AI-Based Structural Health Monitoring Using Computer Vision and Sensor Fusion

Authors

  • B. Jalender Department of Artificial Intelligence, Machine Learning & Internet of Things (AIML & IoT), VNR Vignana Jyothi Institute of Engineering and Technology, Hyderabad, Telangana, India.
  • Srikanth Lakumarapu Department of Computer Science and Engineering (CSE), CVR College of Engineering, Hyderabad, Telangana, India.
  • T. Venkata Ramana Department of Computer Science and Engineering – Artificial Intelligence & Machine Learning (CSE-AIML), CVR College of Engineering, Hyderabad, Telangana, India.
  • M. Archana Department of Computer Science and Engineering (CSE), CVR College of Engineering, Hyderabad, Telangana, India.
  • T. V. Sai Krishna Department of Computer Science and Engineering (CSE), ACE Engineering College, Ghatkesar, Hyderabad, Telangana, India.
  • V. Ravi Kumar Department of Computer Science and Engineering (CSE), ACE Engineering College, Ghatkesar, Hyderabad, Telangana, India.

DOI:

https://doi.org/10.70917/ijcisim-2026-2403

Keywords:

Structural Health Monitoring, Artificial Intelligence, Computer Vision, Sensor Fusion, Deep Learning, Predictive Maintenance

Abstract

Structural Health Monitoring (SHM) has become an essential component of modern infrastructure management, enabling the continuous assessment of structural integrity, safety, and serviceability of critical assets such as bridges, buildings, tunnels, dams, and industrial facilities.

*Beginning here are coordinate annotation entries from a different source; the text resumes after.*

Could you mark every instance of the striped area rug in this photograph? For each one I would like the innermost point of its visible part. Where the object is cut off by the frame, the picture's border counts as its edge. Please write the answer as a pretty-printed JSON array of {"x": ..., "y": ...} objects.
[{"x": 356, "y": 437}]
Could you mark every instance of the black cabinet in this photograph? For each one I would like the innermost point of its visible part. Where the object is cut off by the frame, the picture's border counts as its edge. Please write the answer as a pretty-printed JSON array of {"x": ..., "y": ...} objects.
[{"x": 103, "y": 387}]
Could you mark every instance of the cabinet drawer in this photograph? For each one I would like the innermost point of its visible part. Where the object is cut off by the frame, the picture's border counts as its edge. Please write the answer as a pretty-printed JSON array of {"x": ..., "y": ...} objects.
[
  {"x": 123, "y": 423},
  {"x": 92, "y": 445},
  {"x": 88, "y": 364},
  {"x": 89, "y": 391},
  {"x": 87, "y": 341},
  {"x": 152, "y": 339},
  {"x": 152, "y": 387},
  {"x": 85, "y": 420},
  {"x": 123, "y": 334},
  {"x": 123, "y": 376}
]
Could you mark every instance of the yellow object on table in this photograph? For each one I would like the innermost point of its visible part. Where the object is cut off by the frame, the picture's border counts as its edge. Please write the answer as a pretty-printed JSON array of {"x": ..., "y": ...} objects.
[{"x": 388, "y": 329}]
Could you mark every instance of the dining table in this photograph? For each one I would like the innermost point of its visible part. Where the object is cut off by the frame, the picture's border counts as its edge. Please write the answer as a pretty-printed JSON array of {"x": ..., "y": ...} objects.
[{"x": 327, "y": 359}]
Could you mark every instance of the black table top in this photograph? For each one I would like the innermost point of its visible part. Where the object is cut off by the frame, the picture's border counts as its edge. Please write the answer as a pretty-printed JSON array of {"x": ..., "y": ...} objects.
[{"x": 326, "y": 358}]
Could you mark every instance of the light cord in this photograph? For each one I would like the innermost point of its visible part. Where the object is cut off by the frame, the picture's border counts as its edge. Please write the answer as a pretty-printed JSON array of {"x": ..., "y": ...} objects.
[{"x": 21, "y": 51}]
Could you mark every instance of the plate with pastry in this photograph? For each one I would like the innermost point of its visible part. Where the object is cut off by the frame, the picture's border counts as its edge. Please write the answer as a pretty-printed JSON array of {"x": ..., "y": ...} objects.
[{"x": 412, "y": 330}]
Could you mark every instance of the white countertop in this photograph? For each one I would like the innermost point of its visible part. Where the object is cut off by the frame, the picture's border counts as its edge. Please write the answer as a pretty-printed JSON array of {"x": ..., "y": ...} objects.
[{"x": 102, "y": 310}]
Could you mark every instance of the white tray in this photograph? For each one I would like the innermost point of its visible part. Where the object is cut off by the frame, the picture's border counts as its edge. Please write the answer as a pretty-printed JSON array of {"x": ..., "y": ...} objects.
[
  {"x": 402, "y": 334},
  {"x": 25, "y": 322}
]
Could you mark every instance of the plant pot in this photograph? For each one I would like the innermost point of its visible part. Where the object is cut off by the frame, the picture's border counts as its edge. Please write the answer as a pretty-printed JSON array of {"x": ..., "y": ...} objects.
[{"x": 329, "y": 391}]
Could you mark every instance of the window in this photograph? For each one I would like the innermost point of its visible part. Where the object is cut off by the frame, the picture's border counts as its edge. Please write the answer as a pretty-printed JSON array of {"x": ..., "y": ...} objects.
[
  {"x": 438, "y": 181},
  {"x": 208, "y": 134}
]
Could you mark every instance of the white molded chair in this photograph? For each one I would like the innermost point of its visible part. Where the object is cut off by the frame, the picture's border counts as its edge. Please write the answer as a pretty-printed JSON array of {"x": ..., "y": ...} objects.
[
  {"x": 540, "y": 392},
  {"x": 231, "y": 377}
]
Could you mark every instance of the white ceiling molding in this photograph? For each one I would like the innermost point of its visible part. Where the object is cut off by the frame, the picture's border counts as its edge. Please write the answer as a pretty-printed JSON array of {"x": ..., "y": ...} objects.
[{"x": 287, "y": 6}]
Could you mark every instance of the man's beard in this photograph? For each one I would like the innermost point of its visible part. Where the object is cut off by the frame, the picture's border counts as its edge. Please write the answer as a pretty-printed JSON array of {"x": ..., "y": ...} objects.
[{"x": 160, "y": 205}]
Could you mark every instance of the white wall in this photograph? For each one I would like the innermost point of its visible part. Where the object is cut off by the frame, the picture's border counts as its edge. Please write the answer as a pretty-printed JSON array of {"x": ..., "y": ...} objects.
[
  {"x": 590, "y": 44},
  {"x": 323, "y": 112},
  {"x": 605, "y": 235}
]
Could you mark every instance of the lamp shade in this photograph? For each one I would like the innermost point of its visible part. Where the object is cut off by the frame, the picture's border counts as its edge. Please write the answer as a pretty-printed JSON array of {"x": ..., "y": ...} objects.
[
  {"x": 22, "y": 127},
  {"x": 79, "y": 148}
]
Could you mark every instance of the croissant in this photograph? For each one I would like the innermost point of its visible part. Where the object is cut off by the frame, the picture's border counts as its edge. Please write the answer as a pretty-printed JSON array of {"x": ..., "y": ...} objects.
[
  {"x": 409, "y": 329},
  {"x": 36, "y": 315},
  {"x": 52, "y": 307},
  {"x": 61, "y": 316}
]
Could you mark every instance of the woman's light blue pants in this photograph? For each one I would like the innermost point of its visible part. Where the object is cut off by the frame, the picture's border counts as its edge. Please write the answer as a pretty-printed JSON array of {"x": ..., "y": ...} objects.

Traditional inspection methods are often labor-intensive, subjective, costly, and incapable of providing real-time condition assessment. Recent advances in Artificial Intelligence (AI), Computer Vision (CV), and sensor technologies have created new opportunities for automated and intelligent monitoring systems capable of detecting structural anomalies with high accuracy and reliability. AI-driven computer vision techniques facilitate the identification of cracks, corrosion, spalling, deformation, and surface deterioration from visual data, while sensor fusion integrates information from heterogeneous sensing modalities including accelerometers, strain gauges, vibration sensors, acoustic emission sensors, and environmental sensors. The combined utilization of computer vision and sensor fusion enhances detection accuracy, reduces uncertainty, improves fault localization, and enables predictive maintenance strategies. This paper presents a comprehensive review of AI-based structural health monitoring frameworks that leverage computer vision and sensor fusion techniques. The study examines recent developments, methodologies, applications, challenges, and future research directions while highlighting the role of intelligent monitoring systems in improving infrastructure resilience, operational efficiency, and long-term sustainability.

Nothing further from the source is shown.